Picture a freight train roaring down the tracks. Picture House Speaker Nancy Pelosi positioning her party on the rails. Picture a growing stream of nervous souls diving for the weeds. Picture all this, and you've got a sense of the Democrats' earmark-corruption problem.

This particular choo-choo has the name John Murtha emblazoned on the side, and with each chug is proving that those who ignore history are doomed to repeat it. Republicans got tossed in 2006 in part for failing to police the earmarks at the center of the Jack Abramoff and other corruption scandals. Mrs. Pelosi is today leaving her members exposed to an earmark mess that might make Abramoff look junior varsity.

Federal investigators are deep into a criminal investigation of PMA Group, a now-defunct lobby shop founded by a former aide to Mr. Murtha, Pennsylvania's 18-term star appropriator. The suspicion is that some members of Congress may have peddled lucrative earmarks to PMA clients in exchange for campaign contributions. To get a sense of this probe's scope, consider that last year alone more than 100 members secured earmarks for PMA clients.

Mr. Murtha, who in the past two years alone directed $78 million to PMA companies, has so far not been accused of wrongdoing and has proclaimed his innocence. The feds, for their part, are picking up speed. Federal agents have raided PMA, as well as a defense contractor to which Mr. Murtha had directed earmarks, Kuchera Defense Systems. By last week, Mr. Murtha's fellow defense appropriator and PMA-earmarker, Indiana Rep.
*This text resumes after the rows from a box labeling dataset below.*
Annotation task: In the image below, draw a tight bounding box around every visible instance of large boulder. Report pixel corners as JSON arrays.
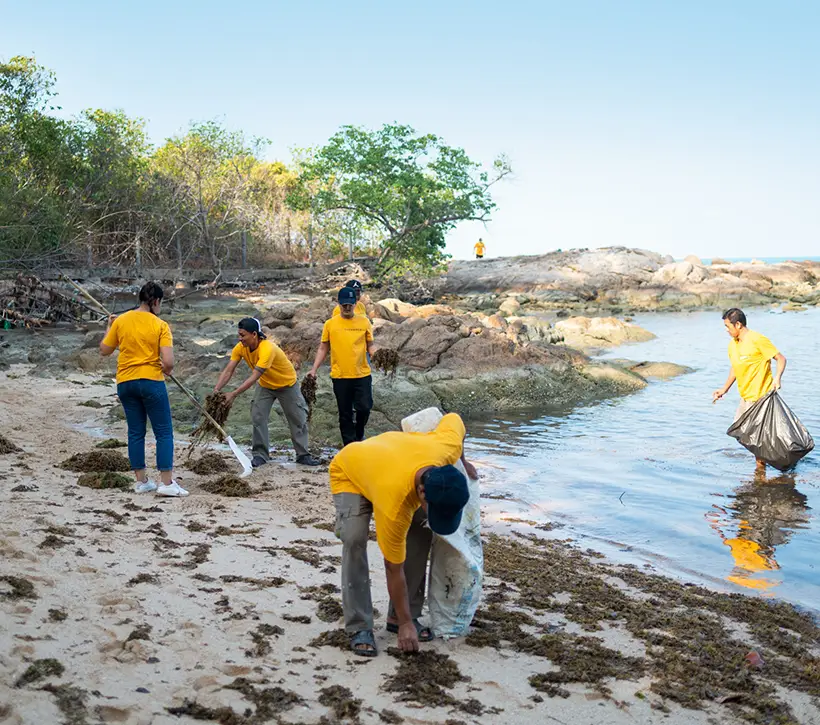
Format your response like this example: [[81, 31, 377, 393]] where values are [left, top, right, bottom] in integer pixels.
[[555, 317, 655, 350]]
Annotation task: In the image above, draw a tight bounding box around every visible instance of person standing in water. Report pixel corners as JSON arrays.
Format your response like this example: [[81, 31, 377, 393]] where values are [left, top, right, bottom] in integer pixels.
[[308, 287, 375, 446], [214, 317, 319, 468], [100, 282, 188, 496], [712, 307, 786, 469]]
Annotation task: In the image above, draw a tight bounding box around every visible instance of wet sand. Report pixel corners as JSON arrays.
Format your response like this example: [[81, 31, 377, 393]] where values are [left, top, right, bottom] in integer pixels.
[[0, 366, 820, 725]]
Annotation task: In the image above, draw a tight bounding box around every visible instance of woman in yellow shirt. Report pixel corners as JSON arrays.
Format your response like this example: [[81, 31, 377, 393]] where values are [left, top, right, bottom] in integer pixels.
[[100, 282, 188, 496], [214, 317, 319, 468]]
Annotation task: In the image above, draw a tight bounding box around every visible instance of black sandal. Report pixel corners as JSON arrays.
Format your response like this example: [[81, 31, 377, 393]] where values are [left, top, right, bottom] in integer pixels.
[[387, 619, 436, 642], [350, 629, 379, 657]]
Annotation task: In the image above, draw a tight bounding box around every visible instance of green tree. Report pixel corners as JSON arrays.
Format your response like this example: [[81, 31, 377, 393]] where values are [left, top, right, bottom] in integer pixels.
[[288, 124, 511, 274]]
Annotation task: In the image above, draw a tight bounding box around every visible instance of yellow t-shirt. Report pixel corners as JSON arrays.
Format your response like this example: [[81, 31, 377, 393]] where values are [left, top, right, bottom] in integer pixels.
[[729, 330, 778, 402], [322, 315, 373, 378], [231, 340, 296, 390], [330, 413, 466, 564], [103, 310, 174, 383], [333, 300, 367, 317]]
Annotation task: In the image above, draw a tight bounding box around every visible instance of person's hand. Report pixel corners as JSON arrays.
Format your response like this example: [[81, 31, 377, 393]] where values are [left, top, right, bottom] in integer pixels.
[[464, 461, 478, 481], [399, 621, 419, 652]]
Peter Visclosky, had disclosed he'd received subpoenas in connection with PMA, while the Navy said it had suspended Kuchera from doing business with it because of "alleged fraud."

The result is growing dissent among Democrats, on full display this week. On one side is Mrs. Pelosi, who has demanded her party protect Mr. Murtha, a man hugely responsible for her ascent. One the other side are younger, first- and second-term Democrats who won their seats off GOP scandals and who have no interest in sacrificing them at the back-scratching altar.

Republican Rep. Jeff Flake this week gave notice he was introducing his ninth resolution calling for an ethics committee investigation into PMA. This scourge of earmarks worries that, since the 1990s, some lawmakers have been "refining" earmarking, moving beyond "bring home the bacon" pork for districts and instead viewing earmarks as "fund-raising tools" -- a way to deliver money to companies that produce campaign cash. "We've crossed a line," he tells me. "And we in Congress need to understand that this is why Justice is interested."

His resolutions are forcing members to take sides, and with each vote he's peeled off a few more of Mrs. Pelosi's caucus. His first resolution, in February, got support from 17 Democrats. These were folks like California's Jerry McNerney, who spent his 2006 campaign lashing his GOP rival to Abramoff. And New Hampshire's Paul Hodes, who in the same year criticized his opponent for failing to return campaign donations from former House Majority Leader Tom DeLay.

By last month's Flake resolution, 29 Democrats had jumped on board....

...
This is not going away and the political fallout will be even bigger for the Democrats when the FBI case reaches the indictment stage. With every vote against Flake's resolution, the Democrats are creating the impression that they are not interested in ethics and what some of their members have done. There is a culture of corruption that appears to be getting protection from the Democrat leadership which will wind up tainting the whole party.